Tying the conversation to current events, Hyman brought up the case of George Floyd. The officer who kneeled on Floyd’s neck, Hyman said, is “the epitome of what law enforcement shouldn’t be.” Hyman highlighted the “ultimate lack of judgment” exercised by the officer, as there was no reason to employ even potentially deadly force in a situation where the officers’ lives were not being threatened. The importance of this precondition was emphasized by Polkosnik earlier in the webinar. 

During the Q&A section, Lockwood recalled a moment in which he witnessed a training officer instruct trainees to claim a suspect was resisting arrest if they feared being charged for using excessive force.
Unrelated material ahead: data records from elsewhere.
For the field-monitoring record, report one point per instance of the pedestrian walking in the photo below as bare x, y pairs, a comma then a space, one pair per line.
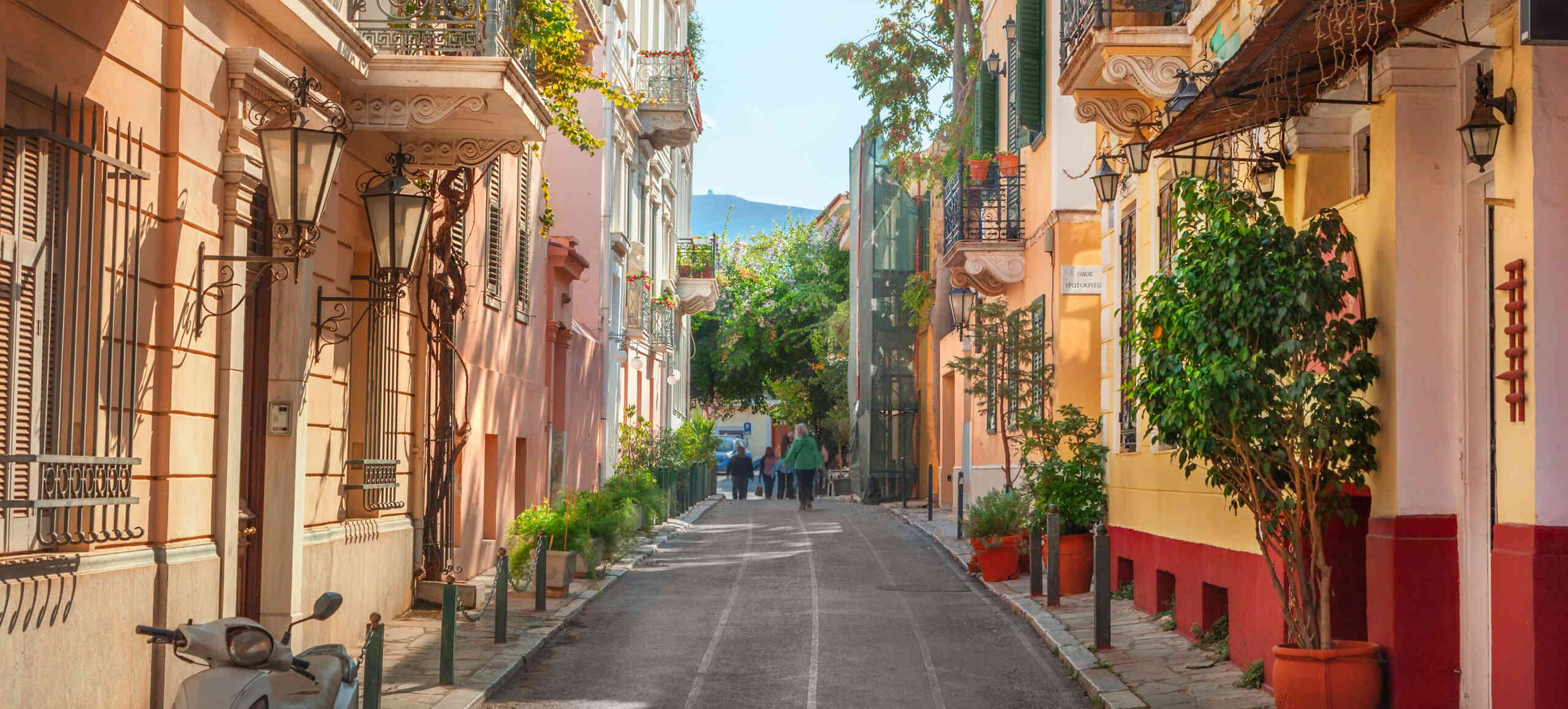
739, 471
769, 460
785, 474
805, 459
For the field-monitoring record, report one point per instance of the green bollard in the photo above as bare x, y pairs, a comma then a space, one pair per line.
502, 584
449, 629
371, 692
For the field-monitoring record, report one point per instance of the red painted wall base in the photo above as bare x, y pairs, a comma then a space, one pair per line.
1413, 606
1253, 606
1529, 617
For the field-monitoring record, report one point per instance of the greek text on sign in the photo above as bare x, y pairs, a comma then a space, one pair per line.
1082, 280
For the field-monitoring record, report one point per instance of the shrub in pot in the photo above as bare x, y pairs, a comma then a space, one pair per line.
1252, 361
1063, 467
995, 523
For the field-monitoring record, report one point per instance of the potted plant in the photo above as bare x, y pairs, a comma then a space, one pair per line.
1007, 163
1250, 363
1070, 474
979, 167
996, 523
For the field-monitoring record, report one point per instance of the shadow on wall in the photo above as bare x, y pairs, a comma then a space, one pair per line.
38, 592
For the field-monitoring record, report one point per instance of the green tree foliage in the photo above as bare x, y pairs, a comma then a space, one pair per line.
780, 330
900, 70
549, 30
1253, 367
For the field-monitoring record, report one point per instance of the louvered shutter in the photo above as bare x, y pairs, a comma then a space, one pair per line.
1028, 66
493, 234
524, 238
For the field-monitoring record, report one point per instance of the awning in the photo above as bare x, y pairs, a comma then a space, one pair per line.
1297, 51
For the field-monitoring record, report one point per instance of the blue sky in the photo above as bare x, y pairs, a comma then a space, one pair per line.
785, 115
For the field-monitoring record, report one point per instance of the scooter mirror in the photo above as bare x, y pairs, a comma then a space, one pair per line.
326, 606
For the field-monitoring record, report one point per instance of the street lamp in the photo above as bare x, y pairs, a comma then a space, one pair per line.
1106, 179
1479, 135
399, 214
960, 303
298, 162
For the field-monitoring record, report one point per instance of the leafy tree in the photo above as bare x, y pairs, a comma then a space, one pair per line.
1253, 367
900, 68
778, 336
548, 30
1009, 374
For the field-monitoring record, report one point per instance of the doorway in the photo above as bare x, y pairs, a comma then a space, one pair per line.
253, 415
1480, 427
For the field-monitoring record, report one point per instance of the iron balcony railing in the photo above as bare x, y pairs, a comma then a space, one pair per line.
444, 29
982, 211
668, 79
1082, 16
695, 258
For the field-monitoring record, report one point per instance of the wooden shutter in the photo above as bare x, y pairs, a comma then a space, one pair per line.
493, 234
1028, 66
524, 238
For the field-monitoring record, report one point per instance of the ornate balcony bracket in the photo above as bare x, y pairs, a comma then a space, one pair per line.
987, 267
696, 294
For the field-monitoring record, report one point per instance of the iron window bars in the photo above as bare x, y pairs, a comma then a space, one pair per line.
1082, 16
444, 29
1128, 418
69, 306
985, 211
695, 258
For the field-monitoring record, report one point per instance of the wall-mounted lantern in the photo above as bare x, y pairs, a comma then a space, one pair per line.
1479, 135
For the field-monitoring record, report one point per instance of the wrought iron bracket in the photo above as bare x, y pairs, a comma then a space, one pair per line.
331, 330
273, 267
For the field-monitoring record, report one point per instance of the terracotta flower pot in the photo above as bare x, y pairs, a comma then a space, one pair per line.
979, 168
996, 556
1346, 677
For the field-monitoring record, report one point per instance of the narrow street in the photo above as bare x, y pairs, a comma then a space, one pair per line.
769, 606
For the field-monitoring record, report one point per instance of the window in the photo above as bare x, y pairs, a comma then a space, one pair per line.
1167, 216
1128, 438
493, 234
1362, 162
69, 228
524, 303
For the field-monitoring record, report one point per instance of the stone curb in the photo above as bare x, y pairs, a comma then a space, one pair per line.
472, 696
1104, 688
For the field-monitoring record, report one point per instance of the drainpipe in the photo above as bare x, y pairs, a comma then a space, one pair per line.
608, 418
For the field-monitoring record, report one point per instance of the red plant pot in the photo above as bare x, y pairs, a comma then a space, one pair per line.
1346, 677
996, 557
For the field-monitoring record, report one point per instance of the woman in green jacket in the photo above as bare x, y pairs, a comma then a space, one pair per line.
805, 459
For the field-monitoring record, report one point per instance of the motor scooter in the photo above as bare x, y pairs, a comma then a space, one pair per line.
248, 670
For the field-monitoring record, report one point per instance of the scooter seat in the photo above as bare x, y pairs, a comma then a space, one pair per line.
328, 664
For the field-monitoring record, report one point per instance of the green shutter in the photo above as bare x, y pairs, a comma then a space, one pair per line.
1029, 68
989, 112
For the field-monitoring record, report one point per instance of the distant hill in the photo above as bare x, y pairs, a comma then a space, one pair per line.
710, 211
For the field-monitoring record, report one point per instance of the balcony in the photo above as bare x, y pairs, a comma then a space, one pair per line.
1123, 45
670, 113
984, 230
695, 283
449, 80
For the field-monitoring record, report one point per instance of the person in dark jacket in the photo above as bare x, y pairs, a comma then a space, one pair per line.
739, 471
769, 460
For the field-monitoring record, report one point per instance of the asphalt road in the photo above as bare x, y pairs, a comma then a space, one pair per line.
769, 606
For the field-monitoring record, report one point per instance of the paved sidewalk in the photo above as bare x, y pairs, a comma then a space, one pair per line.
413, 640
1145, 667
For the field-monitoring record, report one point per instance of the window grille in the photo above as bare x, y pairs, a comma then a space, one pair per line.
1167, 216
524, 239
493, 234
1129, 275
69, 309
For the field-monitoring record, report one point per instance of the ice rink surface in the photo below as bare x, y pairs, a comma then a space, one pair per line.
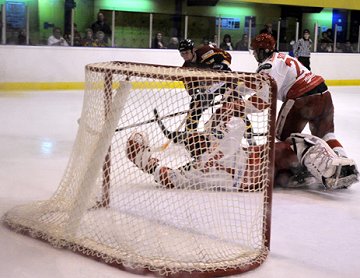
315, 233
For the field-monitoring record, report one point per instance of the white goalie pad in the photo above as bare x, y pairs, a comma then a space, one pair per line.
138, 149
322, 162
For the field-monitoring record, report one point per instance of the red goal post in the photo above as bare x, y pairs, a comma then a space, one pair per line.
109, 209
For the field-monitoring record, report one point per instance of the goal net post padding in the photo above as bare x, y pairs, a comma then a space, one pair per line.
212, 222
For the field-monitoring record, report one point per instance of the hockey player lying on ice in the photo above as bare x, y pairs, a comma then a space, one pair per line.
222, 161
306, 99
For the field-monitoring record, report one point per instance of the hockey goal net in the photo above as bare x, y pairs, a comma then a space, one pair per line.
211, 221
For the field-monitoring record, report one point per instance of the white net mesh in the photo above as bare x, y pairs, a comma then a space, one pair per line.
132, 196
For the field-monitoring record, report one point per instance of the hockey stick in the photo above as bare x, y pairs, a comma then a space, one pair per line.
162, 118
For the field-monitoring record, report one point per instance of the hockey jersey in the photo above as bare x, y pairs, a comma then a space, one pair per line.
292, 78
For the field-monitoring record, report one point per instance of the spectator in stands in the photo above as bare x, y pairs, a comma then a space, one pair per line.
226, 43
302, 49
22, 37
77, 37
339, 47
89, 38
348, 47
100, 39
56, 39
291, 48
173, 43
158, 41
269, 30
330, 35
243, 44
101, 25
325, 43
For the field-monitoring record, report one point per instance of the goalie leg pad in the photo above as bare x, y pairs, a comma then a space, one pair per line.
322, 162
138, 151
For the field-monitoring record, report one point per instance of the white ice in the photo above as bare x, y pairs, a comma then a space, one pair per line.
315, 233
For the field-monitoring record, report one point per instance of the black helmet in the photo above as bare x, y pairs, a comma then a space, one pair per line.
186, 45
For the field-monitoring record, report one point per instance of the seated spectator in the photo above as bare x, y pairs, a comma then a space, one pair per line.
243, 44
269, 30
291, 48
158, 41
347, 48
325, 38
226, 43
339, 47
325, 47
56, 39
100, 39
173, 43
101, 25
89, 38
77, 37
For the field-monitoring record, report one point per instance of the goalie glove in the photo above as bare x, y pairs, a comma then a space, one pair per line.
176, 136
220, 66
322, 162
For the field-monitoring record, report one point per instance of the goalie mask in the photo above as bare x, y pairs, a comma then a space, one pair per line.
263, 46
186, 45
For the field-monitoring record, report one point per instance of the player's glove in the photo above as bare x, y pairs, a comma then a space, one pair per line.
220, 66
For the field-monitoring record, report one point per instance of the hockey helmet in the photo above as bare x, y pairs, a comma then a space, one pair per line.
186, 44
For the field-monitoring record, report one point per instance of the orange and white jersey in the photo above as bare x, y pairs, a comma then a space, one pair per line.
292, 78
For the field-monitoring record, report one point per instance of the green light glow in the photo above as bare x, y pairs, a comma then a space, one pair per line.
126, 5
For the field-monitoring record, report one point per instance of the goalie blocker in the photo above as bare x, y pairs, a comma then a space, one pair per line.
322, 162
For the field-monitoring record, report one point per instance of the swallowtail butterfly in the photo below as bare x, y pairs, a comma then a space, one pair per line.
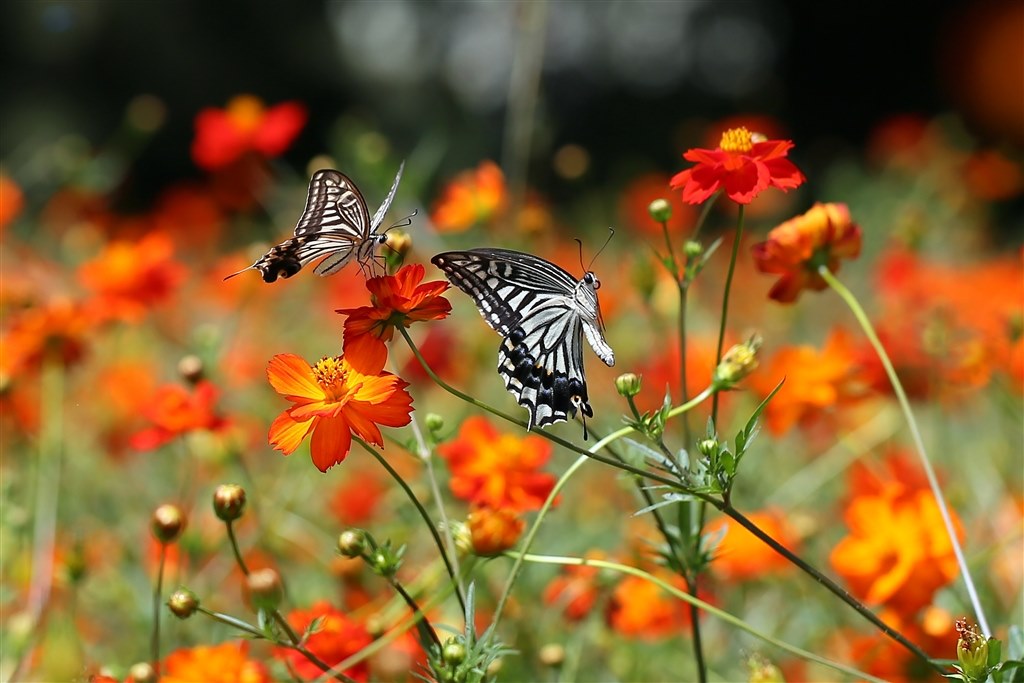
335, 223
543, 313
He also argued for the publicization of police records as a means of increasing transparency.

When asked about de-escalation training regimens, Hyman pointed out that many smaller police departments lack both the oversight and resources to effectively implement such programs and regulate officer conduct. “We know of police officers who have been removed from some of the larger departments, simply to end up working in a smaller department,” he said. “And they’ve been removed for excessive force, or some other unethical behavior, and they still end up wearing a badge and a gun elsewhere.”

The influence of implicit biases was also brought up, which all three speakers agreed presented a particularly difficult challenge to police training. “You can educate people to it,” said Polkosnik, “but usually when it’s implicit, [officers] will see themselves as not biased.” To this end, Lockwood suggested that officers should live in the neighborhoods they serve and that the makeup of a police force should, ideally, “mirror” that of its community. 

As with the previous few webinars in the series, Wednesday’s event featured Hamilton Professor Michael Woods, who continued to examine forms of African-American musical expression, this time looking at R&B.